We needed an executive director for the clinic which we called the Lee County Cooperative. Somehow we found Olly Neal. He had grown up in Marianna and then moved to Chicago. He had returned to Memphis and we hired him to run the clinic. He was an extraordinary charismatic man.

Once established, the Cooperative became a vehicle for all manner of community activity, not just health and nutrition. When we first began work in Mariana we discovered that only 18 to 20% of the registered voters were black, while more than half of the population was black. Clearly, a voter registration campaign made a lot of sense.

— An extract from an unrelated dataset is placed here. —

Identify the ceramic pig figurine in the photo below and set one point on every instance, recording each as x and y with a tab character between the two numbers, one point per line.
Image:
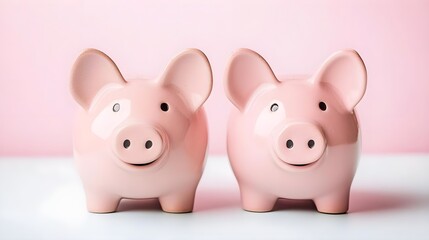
295	138
140	139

Over time, enough black voters registered to provide a black majority in the electorate.
The logical next step was to run a slate of black candidates for each office on the upcoming election.

Election night, as ballots were being counted from the precincts around the county, it was looking very likely that the black candidates would win. With only a handful of “mixed” race precincts left to count, the black candidates were ahead. At that moment, the County Sheriff and his deputies arrived and confiscated the ballot boxes. The next day it was announced that the white candidates had won.

It was a classic example of racist Southern United States election politics. I was outraged and wanted to immediately contact the U. S. Attorney with a claim of election fraud. Olly Neal restrained me and said, “You don’t live here. I live here. We know what to do next time and we will win.”

And, Olly and the people of Lee County, Arkansas did win. Olly continued to successfully manage the Coop, then returned to school where he ultimately obtained a law degree. He later became a judge on the Arkansas Court of Appeals, retiring in late 2006.
In 1996 I attended a dinner for Hilary Clinton and had the opportunity to speak with her briefly about my time in Arkansas. I mentioned the name, Olly Neal. Hilary said, “I know Olly Neal. He is wonderful. He is a judge on the Arkansas Court of Appeals.”

A couple of years ago Olly and I traded phone calls but didn’t connect. I just did a search and found that among other things, he just contributed $1000 to Hilary’s Presidential Campaign.

Breakfast with the County Judge

I had been traveling in and out of Eastern Arkansas with regularity in my role as liaison between headquarters in Washington, DC and the field operations of the VISTA Health Advocates program located in six rural counties along the delta of the Mississippi.

On one trip I stayed overnight at the Holiday Inn at the interchange at the freeway exit for Forest City , Arkansas. The freeway was new as was the Holiday Inn. Arkansas had boomed under the tutelage of the Governor Winthrop Rockefeller, but that boom had missed, as booms do, the lower socio-economic rungs of the ladder.

In the morning I came down for breakfast and walked into the restaurant. The hostess said, as came in with an associate, “The County Judge is here and would like to have breakfast with you boys.” Well, the County Judge in the rural south was typically the most powerful elected official in the county and presided not only over the court, but over the county itself. Often, the county judge lacked any legal education, and in fact, may not have had any education beyond the 8th grade. No matter! Even handed justice in the rural south didn’t require education; it just required good common sense.

We sat down across from the Judge, whose name I don’t recall. He was silver haired and lean. I asked him why he wanted to see us. He said that he wanted to talk with us; that he didn’t like us, “….enticing the Nigras to demonstrate.” I told him we were working with VISTA and working with volunteers in his county. Recently two volunteers had moved into a small town on the east side of his county. Within days of their arrival they had both been severely beaten by some local thugs. I asked him how that could happen in his county. Clearly, he knew about the beatings. He said they had been beaten because, “….when they came into town they just failed to properly identify themselves.”

That day I drove around his county in my rental car checking on various volunteers and projects. I was followed all day at an uncomfortable distance by one the Sheriff’s deputies. I have a strong recollection to this day, of the hair standing on the back of my neck.